In the far north of Norway, deep in the Arctic Circle, more than 700 slab-lined pits have been found. In 1869, Nicolay Nicolaysen, Norway’s first state archaeologist, described them as either ancient graves or the foundations of turf houses. They are unique to this area, and all are within easy reach of the shoreline. But, rather than evidence of robbed graves or turf-covered houses, we now know they are all that remains of a once thriving industry producing marine mammal oil.

Rectangular, or sometimes elliptical, in shape, the stone-lined pits date from the beginning of the 1st century AD up to about 1200, with most belonging to the Late Iron Age, c.AD 600-900. Now, chemical analyses of organic materials excavated from inside these pits reveal that they were used to extract and collect oil rendered by burning the fat from the carcasses of whales, seals, porpoises, and large fish caught off the coast. This oil was a highly prized commodity with wide-ranging uses that included food, fuel for lighting and heating, and waterproofing for ships, clothing, and ropes.
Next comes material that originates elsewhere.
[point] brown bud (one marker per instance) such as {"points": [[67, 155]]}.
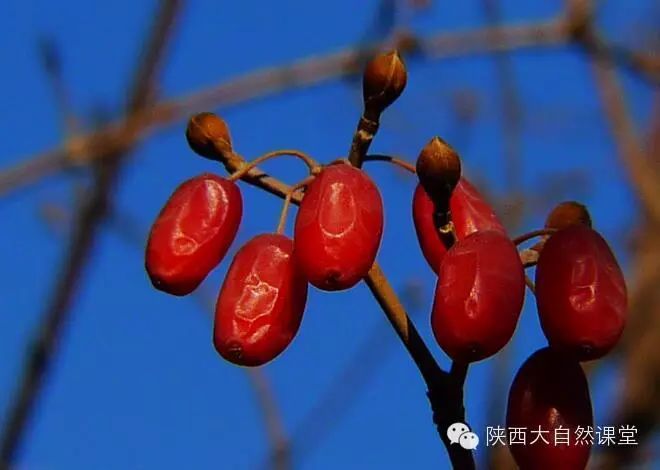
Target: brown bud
{"points": [[438, 170], [208, 136], [566, 214], [383, 82]]}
The number and high density of pits found in these northern reaches, compared with their absence further south, suggests this was an activity developed and perfected by the indigenous people of Northern Scandinavia, the Sami. As a result, they were able to produce enough of a surplus to create a complex marine economy, trading the oil for iron, jewellery, and other goods from their Norse neighbours in the south – evidence for which is provided by finds of these luxury items in Sami graves.

Clearly, this was production on a scale that easily surpassed the needs of local consumption. But how much oil was actually produced from each pit? And how did the process work?

Archaeologists are now investigating what remains of these slab-lined pits. The most recent and extensively excavated are those at Sijkaervika, near the fishing village of Hammerfest on the main island of Kvaloya, perched high within Norway’s Arctic Circle. Radio carbon-dating indicates the site was occupied from the beginning of the 1st century AD until c.1700. The structures range in size from between 2m and 4m long, by 1m and 2m wide, and are dug about 0.3m to 1m into the ground. The bottom and sides of the pits are lined with flat stones. Chemical analyses of organic materials show that the pits were used to burn marine mammal fat. A huge concentration of ash was found in one of the smaller pits; around the surrounding walls were lumps of organic material comprising solidified oil, blubber, and charcoal, as well as stones and fire-cracked rocks that had been thrown out of the pit after burning. Although the archaeology provides us with evidence of the practice, the techniques involved can only be surmised. Norwegian archaeologist Gørill Nilsen decided to put these theories to the test by recreating the process, thereby gaining a better understanding of the skills that enabled this Iron Age community to survive in such a hostile landscape.